Terremotos submarinos deslocam a crosta oceânica, empurrando a massa de água para cima.
Uma bolha de gás surge no fundo do oceano, com o mesmo efeito de uma explosão grandiosa.


Os terremotos

Os terremotos

Terremoto ou sismo são tremores bruscos e passageiros que acontecem na superfície da Terra causados por choques subterrâneos de placas rochosas da crosta terrestre a 300m abaixo do solo. Outros motivos considerados são deslocamentos de gases (principalmente metano) e atividades vulcânicas. Existem dois tipos de sismos: Os de origem natural e os induzidos.
 
As maiorias dos sismos são de origem natural da Terra, chamados de sismos tectônicos. A força das placas tectônicas desliza podendo afastar-se, colidir ou deslizar-se uma pela outra. Com essas forças as rochas vão se alterando até seu ponto de elasticidade, após isso as rochas começam a se romper e libera uma energia acumulada durante o processo de elasticidade.
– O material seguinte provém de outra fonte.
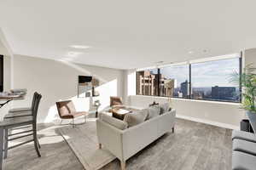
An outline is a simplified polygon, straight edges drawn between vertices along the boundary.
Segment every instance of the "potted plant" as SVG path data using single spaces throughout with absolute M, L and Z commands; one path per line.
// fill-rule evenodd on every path
M 241 84 L 241 106 L 247 110 L 250 121 L 256 122 L 256 68 L 252 65 L 247 65 L 241 75 L 234 73 L 231 81 Z

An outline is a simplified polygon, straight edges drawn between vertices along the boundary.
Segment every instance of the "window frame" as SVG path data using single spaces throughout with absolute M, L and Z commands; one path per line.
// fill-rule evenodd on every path
M 239 75 L 241 76 L 241 72 L 242 72 L 242 52 L 241 52 L 240 54 L 240 56 L 238 57 L 238 60 L 239 60 Z M 226 59 L 223 59 L 223 60 L 226 60 Z M 221 59 L 218 59 L 218 60 L 221 60 Z M 209 60 L 209 61 L 213 61 L 213 60 Z M 205 62 L 207 62 L 207 61 L 205 61 Z M 200 62 L 195 62 L 195 63 L 200 63 Z M 179 98 L 179 97 L 175 97 L 175 96 L 172 96 L 171 98 L 173 98 L 173 99 L 189 99 L 189 100 L 203 100 L 203 101 L 212 101 L 212 102 L 226 102 L 226 103 L 234 103 L 234 104 L 240 104 L 241 103 L 241 82 L 239 83 L 239 92 L 240 92 L 240 98 L 239 98 L 239 100 L 237 101 L 233 101 L 233 100 L 223 100 L 223 99 L 193 99 L 192 98 L 192 71 L 191 71 L 191 63 L 189 64 L 189 98 Z M 161 66 L 160 68 L 163 68 L 163 67 L 166 67 L 166 66 Z M 159 74 L 159 78 L 160 78 L 160 68 L 155 68 L 157 69 L 157 72 Z M 146 70 L 146 69 L 145 69 Z M 144 70 L 140 70 L 141 71 L 144 71 Z M 137 72 L 139 71 L 137 71 L 137 74 L 136 74 L 136 79 L 137 80 Z M 140 95 L 140 96 L 153 96 L 153 97 L 161 97 L 161 98 L 167 98 L 167 97 L 165 97 L 165 96 L 160 96 L 160 80 L 158 81 L 158 95 L 147 95 L 147 94 L 138 94 L 138 91 L 137 91 L 137 87 L 136 87 L 136 94 L 137 95 Z

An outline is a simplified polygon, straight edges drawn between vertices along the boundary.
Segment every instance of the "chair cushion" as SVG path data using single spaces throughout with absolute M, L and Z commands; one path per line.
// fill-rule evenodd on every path
M 255 167 L 256 156 L 239 151 L 233 151 L 232 170 L 254 170 Z
M 148 114 L 147 109 L 137 110 L 132 113 L 128 113 L 125 116 L 124 122 L 128 123 L 128 127 L 133 127 L 143 122 Z
M 116 119 L 113 116 L 110 116 L 106 114 L 101 114 L 100 118 L 102 121 L 120 129 L 120 130 L 125 130 L 128 128 L 127 122 L 125 122 L 124 121 Z
M 147 110 L 148 110 L 148 114 L 146 120 L 149 120 L 149 119 L 160 115 L 160 109 L 158 105 L 154 105 L 154 106 L 148 107 Z
M 256 135 L 254 133 L 247 133 L 247 132 L 244 132 L 244 131 L 233 130 L 232 140 L 235 139 L 256 143 Z
M 233 140 L 233 150 L 256 156 L 256 143 L 235 139 Z
M 164 114 L 169 111 L 170 109 L 170 104 L 169 103 L 164 103 L 159 105 L 160 108 L 160 114 Z
M 85 116 L 88 113 L 85 111 L 77 111 L 77 112 L 71 112 L 70 115 L 73 116 L 73 117 L 80 116 Z

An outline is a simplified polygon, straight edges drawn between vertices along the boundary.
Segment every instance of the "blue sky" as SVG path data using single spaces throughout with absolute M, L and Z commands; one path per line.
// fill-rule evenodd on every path
M 204 63 L 192 64 L 192 86 L 237 86 L 230 82 L 230 75 L 235 71 L 239 72 L 239 59 L 229 59 Z M 161 69 L 161 73 L 167 78 L 175 78 L 177 85 L 189 80 L 189 65 Z

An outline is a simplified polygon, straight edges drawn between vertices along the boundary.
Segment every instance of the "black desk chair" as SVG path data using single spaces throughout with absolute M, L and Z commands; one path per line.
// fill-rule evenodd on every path
M 15 112 L 13 116 L 5 117 L 4 121 L 0 122 L 0 126 L 3 127 L 4 129 L 4 158 L 7 158 L 8 150 L 20 146 L 22 144 L 27 144 L 29 142 L 34 142 L 34 146 L 37 151 L 38 156 L 40 157 L 40 151 L 39 151 L 39 143 L 38 139 L 37 134 L 37 116 L 38 116 L 38 110 L 40 99 L 42 98 L 41 94 L 35 93 L 34 94 L 34 101 L 32 102 L 32 110 L 29 112 Z M 25 114 L 25 115 L 22 115 Z M 20 115 L 20 116 L 19 116 Z M 21 116 L 20 116 L 21 115 Z M 9 133 L 9 129 L 13 128 L 32 128 L 31 130 L 26 130 L 23 132 L 19 132 L 15 133 Z M 26 133 L 22 136 L 20 136 L 22 133 Z M 15 137 L 19 135 L 18 137 Z M 8 147 L 8 142 L 13 141 L 15 139 L 19 139 L 21 138 L 32 136 L 32 139 L 28 141 L 22 142 L 20 144 L 15 144 L 11 147 Z
M 23 108 L 15 108 L 9 110 L 9 113 L 4 116 L 3 119 L 15 118 L 20 116 L 32 116 L 32 107 L 35 105 L 36 98 L 38 95 L 38 93 L 35 92 L 33 94 L 33 99 L 31 107 L 23 107 Z

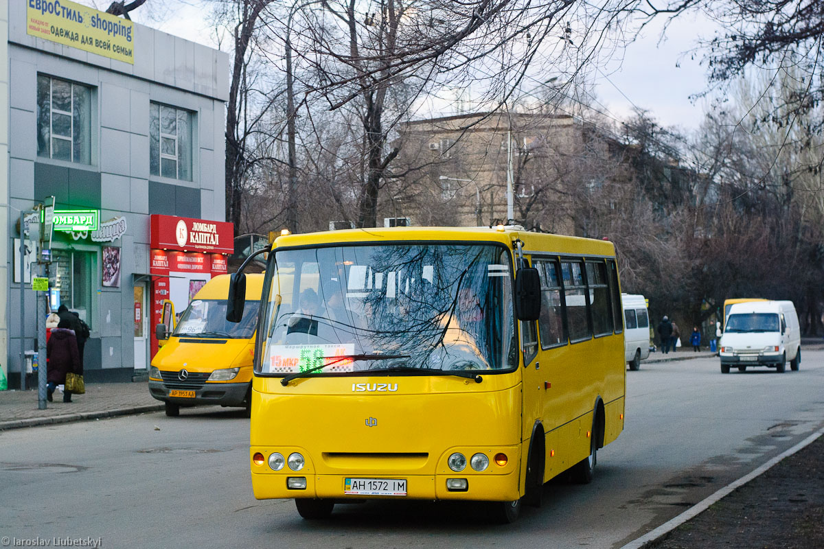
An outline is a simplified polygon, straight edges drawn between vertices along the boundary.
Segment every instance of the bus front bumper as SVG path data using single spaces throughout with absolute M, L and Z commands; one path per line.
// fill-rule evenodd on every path
M 508 474 L 465 474 L 465 472 L 437 475 L 368 475 L 370 478 L 405 479 L 405 495 L 351 495 L 344 493 L 347 478 L 366 475 L 308 475 L 303 472 L 270 474 L 252 472 L 252 490 L 258 500 L 318 498 L 338 501 L 359 500 L 462 500 L 473 501 L 514 501 L 518 493 L 518 471 Z M 305 489 L 290 489 L 289 478 L 305 478 Z M 466 490 L 450 491 L 447 479 L 466 479 Z
M 171 396 L 171 391 L 162 381 L 149 379 L 149 393 L 157 400 L 181 406 L 220 405 L 245 406 L 246 394 L 251 382 L 242 384 L 205 383 L 199 388 L 188 389 L 191 396 Z M 176 394 L 180 394 L 179 391 Z

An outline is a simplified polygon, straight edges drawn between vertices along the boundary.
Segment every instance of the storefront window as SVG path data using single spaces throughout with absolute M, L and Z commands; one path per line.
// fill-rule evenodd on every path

A energia é liberada através de ondas sísmicas pela superfície e interior da Terra.

Na maioria dos casos, as vibrações são muito fracas, sendo percebidas somente com o auxílio de aparelhos especiais. Mas alguns terremotos podem causar efeitos prejudiciais ao homem como ferimentos, morte, prejuízos financeiros e sociais, desabamento de construções etc.
Mas como os terremotos acontecem?
Pense nesta comparação: se você curvar um pouco um a régua de plástico com as mãos, vai sentir uma força (uma tensão) desse objetivo contra suas mãos. Se você soltar uma das pontas, a tensão fará a régua vibrar.
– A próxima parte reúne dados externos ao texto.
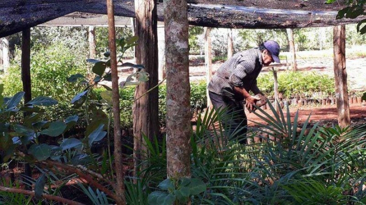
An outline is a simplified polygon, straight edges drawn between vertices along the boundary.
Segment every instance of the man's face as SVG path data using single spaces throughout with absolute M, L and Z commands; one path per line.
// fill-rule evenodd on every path
M 263 51 L 262 60 L 263 65 L 266 66 L 269 65 L 271 63 L 275 62 L 273 58 L 272 58 L 272 54 L 267 50 Z

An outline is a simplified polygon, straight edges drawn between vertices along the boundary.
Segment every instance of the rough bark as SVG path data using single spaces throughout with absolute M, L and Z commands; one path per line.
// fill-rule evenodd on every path
M 89 58 L 95 59 L 95 27 L 89 26 L 88 32 L 88 42 L 89 42 Z
M 21 77 L 23 83 L 23 91 L 24 92 L 24 104 L 32 99 L 31 87 L 30 83 L 30 29 L 28 28 L 22 32 L 22 58 L 21 58 Z M 25 112 L 25 116 L 29 113 Z M 24 163 L 24 174 L 31 178 L 32 170 L 28 163 Z M 26 185 L 28 190 L 31 187 Z
M 296 51 L 295 49 L 295 43 L 293 40 L 293 34 L 292 28 L 287 28 L 287 37 L 288 38 L 288 45 L 290 46 L 290 53 L 291 53 L 291 62 L 292 70 L 297 70 L 297 64 L 296 62 Z
M 8 72 L 8 68 L 10 64 L 9 60 L 9 42 L 7 38 L 2 38 L 3 45 L 3 55 L 1 58 L 3 59 L 3 67 L 4 73 Z
M 338 124 L 345 128 L 351 125 L 346 70 L 346 27 L 335 26 L 333 30 L 334 75 Z
M 118 205 L 125 204 L 124 172 L 122 153 L 122 136 L 121 135 L 121 116 L 119 109 L 118 92 L 118 72 L 117 70 L 117 52 L 116 51 L 116 28 L 114 27 L 113 1 L 107 0 L 108 14 L 108 42 L 111 52 L 111 71 L 112 74 L 113 128 L 114 134 L 114 161 L 117 187 L 115 191 L 119 196 L 116 201 Z
M 159 56 L 159 80 L 162 80 L 167 77 L 165 68 L 165 36 L 164 36 L 164 27 L 157 28 L 157 41 Z
M 150 74 L 149 81 L 136 87 L 135 99 L 140 98 L 149 90 L 156 86 L 158 81 L 158 50 L 156 0 L 135 0 L 136 29 L 139 36 L 136 47 L 136 63 L 145 66 Z M 134 104 L 134 151 L 135 173 L 141 160 L 147 155 L 144 135 L 150 140 L 157 136 L 158 89 L 155 89 L 136 101 Z
M 207 85 L 212 78 L 212 49 L 211 45 L 211 28 L 204 28 L 205 33 L 205 66 L 206 69 L 206 82 Z M 209 96 L 209 90 L 207 89 L 207 107 L 212 108 L 212 103 Z
M 187 1 L 165 6 L 168 177 L 190 177 L 190 88 Z
M 232 46 L 232 30 L 231 28 L 227 29 L 227 59 L 232 57 L 234 49 Z
M 10 193 L 20 193 L 32 196 L 34 196 L 36 194 L 36 192 L 35 192 L 34 191 L 27 191 L 21 189 L 5 187 L 4 186 L 0 186 L 0 191 Z M 70 205 L 84 205 L 84 204 L 82 203 L 72 201 L 71 200 L 69 200 L 64 198 L 60 197 L 57 196 L 54 196 L 52 195 L 43 194 L 42 195 L 42 197 L 52 201 L 58 201 L 63 204 L 67 204 Z

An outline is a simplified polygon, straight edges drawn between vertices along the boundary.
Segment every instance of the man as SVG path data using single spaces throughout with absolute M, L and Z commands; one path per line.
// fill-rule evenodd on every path
M 261 93 L 257 87 L 257 77 L 263 65 L 276 62 L 280 63 L 278 56 L 280 46 L 273 40 L 261 44 L 259 48 L 235 54 L 217 70 L 209 84 L 210 99 L 214 108 L 225 110 L 221 122 L 228 130 L 229 137 L 246 136 L 247 117 L 242 101 L 249 110 L 254 108 L 255 101 L 260 100 L 254 95 Z M 246 143 L 246 139 L 239 142 Z

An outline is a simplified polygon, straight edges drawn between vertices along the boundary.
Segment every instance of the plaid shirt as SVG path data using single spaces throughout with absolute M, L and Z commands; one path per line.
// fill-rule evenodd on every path
M 262 55 L 259 49 L 252 49 L 235 54 L 216 71 L 208 85 L 208 90 L 230 99 L 235 96 L 233 87 L 244 88 L 254 94 L 260 92 L 257 87 L 257 77 L 262 70 Z

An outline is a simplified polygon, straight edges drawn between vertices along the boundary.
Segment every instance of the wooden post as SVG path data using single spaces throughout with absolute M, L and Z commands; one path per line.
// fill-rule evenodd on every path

A maioria dos terremotos ocorre quando certa tensão na fronteira entre duas placas tectônicas é liberada. Duas placas em movimento podem se encostar, exercer pressão uma contra a outra e ficar presas entre si. Em determinado momento, a força acumulada entre elas pode vencer o atrito, provocando um deslizamento rápido: uma placa escorrega ao longo da outra, o que libera a energia acumulada. Essa energia desencadeia "ondas de choque", chamadas ondas sísmicas, que se espalham pelas rochas e provocam tremores de terra. 
Existem também sismos induzidos, que são compatíveis à ação antrópica (realizados pelo homem). Originam-se de explosões, extração de minérios, de água ou fósseis, ou até mesmo por queda de edifícios; mas apresentam magnitudes bastante inferiores dos terremotos tectônicos.
As consequências de um terremoto são:
  • Vibração do solo,
  • Abertura de falhas,
  • Deslizamento de terra,
  • Tsunamis,
  • Mudanças na rotação da Terra. 

Foi a partir de 1900 que surgiram as principais escalas de medição que conhecemos. A mais conhecida é a escala Richter, desenvolvida pelo americano Charles Richter (1900-1985). A escala Richter varia de 0 a 9,5 ou mais pontos. O último nível pode variar: ele vai depender da força do maior terremoto ocorrido até o momento.
O abalo de maior intensidade já registrado no século XX alcançou 9,5 pontos na escala Richter e ocorreu no Chile, em 1860. O da Turquia, em 1999, atingiu cerca de 7,4 pontos na escala Richter. O terremoto que provocou o maior número de mortes ocorreu na China, em 1556 - 830 mil mortos.
As regiões mais sujeitas a terremotos são regiões próximas às placas tectônicas como o oeste da América do Sul onde está localizada a placa de Nazca e a placa Sul-Americana; e nas regiões em que se forma novas placas como no oceano Pacífico onde se localiza o Cinturão de Fogo. O comprimento de uma falha causada por um terremoto pode variar de centímetros a milhões de quilômetros como, por exemplo, a falha de San Andreas na Califórnia, Estados Unidos.
 

Só nos Estados Unidos acontecem cerca de 13 mil terremotos por ano que variam de aproximadamente 18 grandes terremotos e um terremoto gigante sendo que os demais são leves ou até mesmo despercebidos.